GlaxoSmithKline posted a 10 percent fall in third-quarter earnings on Thursday, as the weak dollar and competition in anti-depressants hit sales, but reiterated it would return to growth from the fourth quarter.
Europe's biggest maker of prescription drugs said third-quarter earnings per share fell to 18.7 pence, in line with the average forecast in a Reuters poll of 15 analysts.
Some analysts were concerned by a bigger-than-expected 8 percent drop in sales, as well as mixed news on the Anglo-American firm's pipeline of experimental drugs, which they see as the main reason for investing in the stock.
Navid Malik at broker Williams de Broe said a one-year delay in an experimental drug for depression codenamed '162 was "quite disappointing." However, this was balanced by the acceleration of Cervarix, a vaccine for cervical cancer.
At 1400 GMT, shares in the world's second-biggest drug-maker behind Pfizer were down 0.4 percent at 11.46 pounds, having been up about 1.8 percent before the results.
"The results broadly follow the pattern we've seen in the US, with sales a bit below expectations and profits supported by lower SG&A (selling, general and administration) costs," said John Wilson, a fund manager at Standard Life Investments.
"What the market really wants is top-line growth, not cost cuts," he added.
Third-quarter sales fell to 5.02 billion pounds ($9.2 billion), slightly short of the average forecast of 5.16 billion, as demand for GlaxoSmithKline's (GSK) top selling drug, Advair for asthma, came in slightly below expectations.
Advair sales rose 20 percent to 609 million pounds against an average forecast of 631 million.
GSK makes over half of its sales in the United States and so has suffered from the weak dollar as US sales are translated into sterling.

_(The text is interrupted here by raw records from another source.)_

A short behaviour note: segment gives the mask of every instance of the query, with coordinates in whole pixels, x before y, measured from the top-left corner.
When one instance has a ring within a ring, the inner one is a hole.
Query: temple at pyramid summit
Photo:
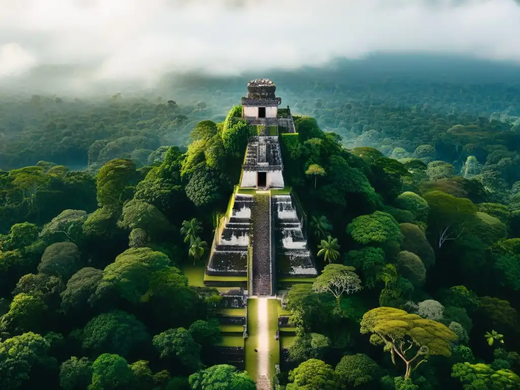
[[[204,285],[217,288],[223,296],[219,362],[245,369],[259,389],[271,388],[295,336],[285,292],[294,284],[311,283],[318,274],[307,246],[307,216],[284,179],[280,142],[298,135],[289,106],[280,108],[276,91],[268,79],[251,81],[241,107],[224,122],[225,131],[245,120],[250,136],[204,274]]]
[[[250,296],[275,296],[277,283],[317,275],[304,233],[306,216],[283,179],[279,138],[295,131],[276,90],[268,79],[252,80],[242,98],[241,118],[258,135],[249,138],[240,184],[205,270],[207,285],[242,287]]]

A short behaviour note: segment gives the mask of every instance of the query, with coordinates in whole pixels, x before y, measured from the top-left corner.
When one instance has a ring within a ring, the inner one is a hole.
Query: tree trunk
[[[412,368],[410,366],[410,363],[406,362],[406,373],[405,374],[405,379],[408,379],[412,373]]]

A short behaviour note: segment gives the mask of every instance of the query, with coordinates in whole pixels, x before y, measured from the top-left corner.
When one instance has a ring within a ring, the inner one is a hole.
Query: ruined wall
[[[265,117],[266,118],[276,118],[278,116],[278,107],[266,107]]]
[[[254,171],[244,171],[242,175],[240,187],[256,187],[256,172]]]
[[[254,107],[248,107],[244,106],[244,116],[253,116],[255,118],[258,117],[258,108]]]
[[[283,176],[282,175],[281,170],[272,171],[267,172],[267,187],[268,188],[275,187],[283,188],[284,186],[283,184]]]
[[[262,106],[261,106],[262,107]],[[248,118],[258,117],[258,108],[257,106],[244,106],[244,116]],[[278,108],[266,107],[265,117],[266,118],[276,118],[278,115]]]

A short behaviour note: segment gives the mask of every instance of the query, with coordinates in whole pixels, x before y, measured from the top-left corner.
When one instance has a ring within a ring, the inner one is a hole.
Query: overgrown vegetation
[[[277,390],[520,386],[520,95],[425,85],[293,89],[312,116],[280,136],[284,177],[324,271],[287,292]],[[0,105],[2,388],[254,388],[215,365],[237,340],[180,270],[207,258],[257,134],[213,107]]]

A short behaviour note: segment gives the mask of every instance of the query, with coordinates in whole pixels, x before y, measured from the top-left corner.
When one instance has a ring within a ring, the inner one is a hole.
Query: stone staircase
[[[257,192],[251,211],[253,225],[253,295],[271,295],[271,213],[269,193]]]
[[[253,202],[251,195],[235,195],[231,215],[225,222],[220,237],[214,241],[214,246],[206,269],[207,275],[247,275],[248,246]]]
[[[272,197],[277,266],[282,277],[318,274],[290,195]]]
[[[259,375],[256,377],[257,390],[272,390],[271,381],[265,375]]]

It has also been struggling with cheap, copycat competition to anti-depressant drugs Paxil and Wellbutrin.
Paxil sales slumped 51 percent to 246 million pounds.
Annual comparisons should get easier from the fourth quarter onwards, however, and GSK also boasts one of the industry's biggest line-ups of experimental medicines, although many of these are still at an early stage of development and could fail. Britain's fourth biggest company by market value reiterated that earnings at constant exchange rates would at least match 2003, with growth resuming from the fourth quarter of this year.
Shares in GSK, which makes energy drink Lucozade, Aquafresh toothpaste and Nicorette anti-smoking products as well as prescription drugs, have lagged the European drugs sector by 11 percent this year. The stock trades at about 14 times forecast 2005 earnings, a discount to the sector average of about 16 times, reflecting uncertainty about the pipeline.